When it comes time to choose your Medicare health plan, you can decide how you'd like to receive your Medicare coverage. It's also important to remember that you can make changes during certain times of the year. The following Medicare guidelines can help you make the best decision for your health.
Choose between Original Medicare (Parts A and B) or Medicare Advantage (Part C):
While both choices cover essential health care, Medicare Advantage is more comprehensive. Depending on the tier, it could include prescription drug coverage, vision and dental services, and lower copays and deductibles. While out-of-pocket costs may be lower with Medicare Advantage, the initial premiums may be higher.
Decide if you want prescription drug coverage:
If you choose Original Medicare, investing in supplemental prescription drug insurance may be smart. For those selecting a Medicare Advantage plan, most plans cover prescriptions.
Determine if you want supplemental coverage: Original Medicare covers basic health services. If you need to manage chronic illnesses, serious medical concerns, or nursing care, the out-of-pocket costs could become unmanageable.
Take cost into consideration: Choosing which plan is right for you has a lot to do with your finances and health. What monthly premium can you afford? How healthy are you? Would you rather pay a higher premium but have fewer out-of-pocket costs? When you answer these questions, making a decision becomes easier.
Consider choice and lifestyle: Medicare Advantage plans generally operate in specific regions, and you have to choose from approved network providers. If you spend time in different areas throughout the year, you may want Original Medicare plus Medigap coverage. You can go to any hospital that accepts Medicare.
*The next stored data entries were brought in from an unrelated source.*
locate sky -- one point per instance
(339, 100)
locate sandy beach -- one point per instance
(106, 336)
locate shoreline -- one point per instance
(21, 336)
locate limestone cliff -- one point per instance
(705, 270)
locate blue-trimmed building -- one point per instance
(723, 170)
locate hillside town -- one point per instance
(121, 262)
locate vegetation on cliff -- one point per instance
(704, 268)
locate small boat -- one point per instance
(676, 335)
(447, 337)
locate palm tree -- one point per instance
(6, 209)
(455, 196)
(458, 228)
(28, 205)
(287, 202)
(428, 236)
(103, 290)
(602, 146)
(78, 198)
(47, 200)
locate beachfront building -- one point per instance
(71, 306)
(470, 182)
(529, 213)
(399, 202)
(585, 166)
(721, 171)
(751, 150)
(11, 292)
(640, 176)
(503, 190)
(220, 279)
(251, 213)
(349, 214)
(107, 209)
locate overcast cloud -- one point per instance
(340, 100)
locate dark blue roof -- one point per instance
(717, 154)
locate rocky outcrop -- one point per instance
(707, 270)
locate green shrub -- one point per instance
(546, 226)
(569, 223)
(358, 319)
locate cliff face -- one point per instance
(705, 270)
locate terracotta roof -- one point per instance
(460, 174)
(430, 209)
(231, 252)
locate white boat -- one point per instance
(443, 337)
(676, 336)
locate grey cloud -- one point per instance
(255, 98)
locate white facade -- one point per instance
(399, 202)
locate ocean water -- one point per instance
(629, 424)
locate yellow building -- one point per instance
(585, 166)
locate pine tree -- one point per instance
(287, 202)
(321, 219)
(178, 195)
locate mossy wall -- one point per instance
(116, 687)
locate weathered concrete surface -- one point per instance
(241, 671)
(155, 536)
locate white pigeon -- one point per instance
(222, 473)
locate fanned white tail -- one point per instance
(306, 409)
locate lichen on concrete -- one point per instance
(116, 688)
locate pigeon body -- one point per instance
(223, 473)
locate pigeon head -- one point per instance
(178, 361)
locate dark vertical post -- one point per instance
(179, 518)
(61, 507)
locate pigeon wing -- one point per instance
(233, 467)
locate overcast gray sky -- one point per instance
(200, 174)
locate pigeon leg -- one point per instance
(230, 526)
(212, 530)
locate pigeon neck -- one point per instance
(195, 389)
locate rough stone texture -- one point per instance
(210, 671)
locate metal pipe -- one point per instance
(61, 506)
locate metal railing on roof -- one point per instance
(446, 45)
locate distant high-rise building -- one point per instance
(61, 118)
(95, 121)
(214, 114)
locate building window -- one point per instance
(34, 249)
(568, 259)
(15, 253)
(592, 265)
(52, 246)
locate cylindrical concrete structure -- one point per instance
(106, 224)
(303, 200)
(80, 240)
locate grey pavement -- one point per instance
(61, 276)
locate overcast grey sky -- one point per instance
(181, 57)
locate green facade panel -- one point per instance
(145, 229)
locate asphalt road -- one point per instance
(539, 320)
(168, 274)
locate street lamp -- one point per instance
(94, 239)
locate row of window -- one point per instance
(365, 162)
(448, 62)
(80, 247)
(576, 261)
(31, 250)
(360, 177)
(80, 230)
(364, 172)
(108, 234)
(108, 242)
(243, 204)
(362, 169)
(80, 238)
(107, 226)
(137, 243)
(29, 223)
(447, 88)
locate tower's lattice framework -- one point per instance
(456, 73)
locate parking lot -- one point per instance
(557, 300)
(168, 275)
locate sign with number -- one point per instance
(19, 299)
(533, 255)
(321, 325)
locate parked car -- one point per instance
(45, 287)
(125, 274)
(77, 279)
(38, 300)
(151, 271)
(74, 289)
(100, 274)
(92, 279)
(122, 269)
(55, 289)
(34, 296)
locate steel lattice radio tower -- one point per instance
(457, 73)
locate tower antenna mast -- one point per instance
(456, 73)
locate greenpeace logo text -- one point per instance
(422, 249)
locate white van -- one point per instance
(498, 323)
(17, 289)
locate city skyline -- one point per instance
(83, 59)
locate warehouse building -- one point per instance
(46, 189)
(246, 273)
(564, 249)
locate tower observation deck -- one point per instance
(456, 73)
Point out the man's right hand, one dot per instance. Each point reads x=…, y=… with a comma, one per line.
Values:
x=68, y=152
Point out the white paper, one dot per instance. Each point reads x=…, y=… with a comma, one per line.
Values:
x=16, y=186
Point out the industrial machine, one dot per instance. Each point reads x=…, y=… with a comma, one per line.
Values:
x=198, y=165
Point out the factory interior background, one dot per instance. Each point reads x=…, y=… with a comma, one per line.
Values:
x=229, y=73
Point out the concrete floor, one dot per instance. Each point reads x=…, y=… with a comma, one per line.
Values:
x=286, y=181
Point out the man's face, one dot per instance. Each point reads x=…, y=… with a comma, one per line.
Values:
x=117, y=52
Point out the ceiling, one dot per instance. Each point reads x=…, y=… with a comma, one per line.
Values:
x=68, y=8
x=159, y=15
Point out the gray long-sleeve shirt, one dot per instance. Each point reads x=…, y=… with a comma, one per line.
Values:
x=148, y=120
Figuring out what Medicare health plan that's right for you may take time and consideration. The specific benefits and costs vary by plan choice and income. When you begin to explore the world of Medicare, it's easy to become overwhelmed. But when you understand the difference between Original Medicare and Medicare Advantage, along with the benefits and drawbacks of each, you'll be able to make the best choice for you.